GALLI, Gallo de'
Libraio e tipografo, attivo a Bergamo negli anni '50 e '60 del sec. XVI. Poco o nulla si conosce su di lui; probabilmente originario di Carpenedolo nel Bresciano, fu il primo tipografo a stampare a Bergamo edizioni con data certa.
Malgrado Bergamo sia stata la patria di alcuni tipografi attivi a Venezia e Roma tra la fine del XV e la prima metà del XVI secolo, sembra che nessuno avesse operato nella città orobica prima del Galli. Alcuni bibliografi sette e ottocenteschi (Orlandi, Marchand e Hain) hanno indicato edizioni ivi pubblicate sul finire del sec. XV: non esiste però alcuna sicurezza al riguardo, dal momento che le note tipografiche non forniscono elementi inequivocabili. Nel 1786 fu G.B. Gallizioli, sulla base di buona documentazione, a definire criticamente i termini cronologici delle origini della stampa bergamasca, ponendo al 1555 - con il G. - l'inizio dei "tempi sicuri". Peraltro lo stesso Gallizioli avanzò il dubbio che, essendo stata così occasionale l'attività del G., gli opuscoli a suo nome potessero essere stati pubblicati a Milano. Più recenti ricerche documentarie e bibliografiche hanno invece rivelato l'esistenza di altre prove tipografiche del G., attestandone indubitabilmente l'origine bergamasca.
In origine piccolo libraio e cartolaio, fu indotto all'avvio dell'attività tipografica dalle esigenze del Consiglio della città di Bergamo, che nel 1554 aveva la necessità di procedere alla pubblicazione degli statuti daziari.
Iniziò l'attività tipografica nel 1555, disponendo di una rudimentale attrezzatura tipografica recuperata da avanzi di magazzino di botteghe veneziane.
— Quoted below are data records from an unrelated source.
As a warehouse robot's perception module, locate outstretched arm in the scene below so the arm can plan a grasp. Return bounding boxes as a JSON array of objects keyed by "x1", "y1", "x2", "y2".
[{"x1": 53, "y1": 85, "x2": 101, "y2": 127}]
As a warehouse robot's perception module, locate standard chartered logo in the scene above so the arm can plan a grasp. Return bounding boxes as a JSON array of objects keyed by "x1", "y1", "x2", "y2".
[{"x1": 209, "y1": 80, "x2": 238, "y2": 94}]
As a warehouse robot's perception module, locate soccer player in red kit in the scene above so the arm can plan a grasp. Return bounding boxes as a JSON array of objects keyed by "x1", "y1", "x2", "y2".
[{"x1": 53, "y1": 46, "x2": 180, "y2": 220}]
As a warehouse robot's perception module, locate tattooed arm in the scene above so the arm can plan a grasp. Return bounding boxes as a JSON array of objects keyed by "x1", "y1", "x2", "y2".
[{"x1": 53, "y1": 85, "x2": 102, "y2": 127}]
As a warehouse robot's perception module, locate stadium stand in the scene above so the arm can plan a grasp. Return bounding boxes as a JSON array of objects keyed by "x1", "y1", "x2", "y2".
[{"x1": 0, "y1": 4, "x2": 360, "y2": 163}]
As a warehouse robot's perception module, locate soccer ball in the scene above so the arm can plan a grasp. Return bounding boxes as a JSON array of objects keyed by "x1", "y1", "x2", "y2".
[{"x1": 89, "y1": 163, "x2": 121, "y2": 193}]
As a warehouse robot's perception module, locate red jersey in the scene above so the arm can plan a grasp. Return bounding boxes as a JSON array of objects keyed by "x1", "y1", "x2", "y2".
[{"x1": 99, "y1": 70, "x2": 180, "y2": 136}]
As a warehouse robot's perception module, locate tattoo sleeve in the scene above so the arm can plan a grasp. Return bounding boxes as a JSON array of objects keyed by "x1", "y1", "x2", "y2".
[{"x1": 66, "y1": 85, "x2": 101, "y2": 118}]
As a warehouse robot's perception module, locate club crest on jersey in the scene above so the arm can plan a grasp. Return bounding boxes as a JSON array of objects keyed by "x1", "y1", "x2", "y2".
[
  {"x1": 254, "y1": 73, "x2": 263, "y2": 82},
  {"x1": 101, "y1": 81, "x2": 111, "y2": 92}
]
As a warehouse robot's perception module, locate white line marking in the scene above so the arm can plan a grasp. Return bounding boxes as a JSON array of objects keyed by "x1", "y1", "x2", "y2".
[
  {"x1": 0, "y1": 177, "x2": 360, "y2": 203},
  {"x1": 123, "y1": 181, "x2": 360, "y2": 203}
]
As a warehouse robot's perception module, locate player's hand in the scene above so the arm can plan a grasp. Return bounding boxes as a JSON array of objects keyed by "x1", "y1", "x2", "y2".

La sua stessa marca tipografica - un'ancora tra rami di palme e olivo con il motto "Post tenebras spero lucem" - è la stessa usata dagli Scoto di Venezia. Unanime peraltro è il giudizio fortemente negativo sulla perizia tipografica del G., comune del resto alla maggior parte dei piccoli tipografi dei centri minori d'Italia: di "opuscoli e fogli volanti di grezza fattura" scrive Sandal; "una decina di edizioni assai rozze: brutti caratteri e l'impaginazione, sicché certamente il tipografo doveva essere assai povero e avere poca perizia nell'arte tipografica" rilevano Ascarelli e Menato. Le edizioni appaiono infatti molto scorrette, zeppe di refusi, composte con caratteri usurati e di rozza fattura, secondo usi tipografici decisamente arcaici; molto ampio è ad esempio il ricorso alle abbreviazioni di tipo paleografico.
Dal 1555 al 1569 il G. stampò pochi opuscoli e qualche foglio volante relativo a particolari avvenimenti bergamaschi o di carattere devozionale. L. Chiodi elenca in tutto dieci titoli, dei quali solo due recano sicura sottoscrizione. Di quattro inoltre non è nota la sopravvivenza di alcun esemplare. La prima opera di cui si ha notizia fu anche la più fortunata, almeno sulla base delle copie rimaste. Si trattava di un libro in ottavo di 59 carte dal titolo Libro de l'origine et tempi de la nobile et antica città di Bergamo di Francesco Bellasini, tradotto dal latino in volgare da Giovan Antonio Licino, "ad istanza di M. Gallo e stampata per lui in Bergamo". La stampa fu iniziata il 20 nov. 1555 e completata il 20 apr. 1556.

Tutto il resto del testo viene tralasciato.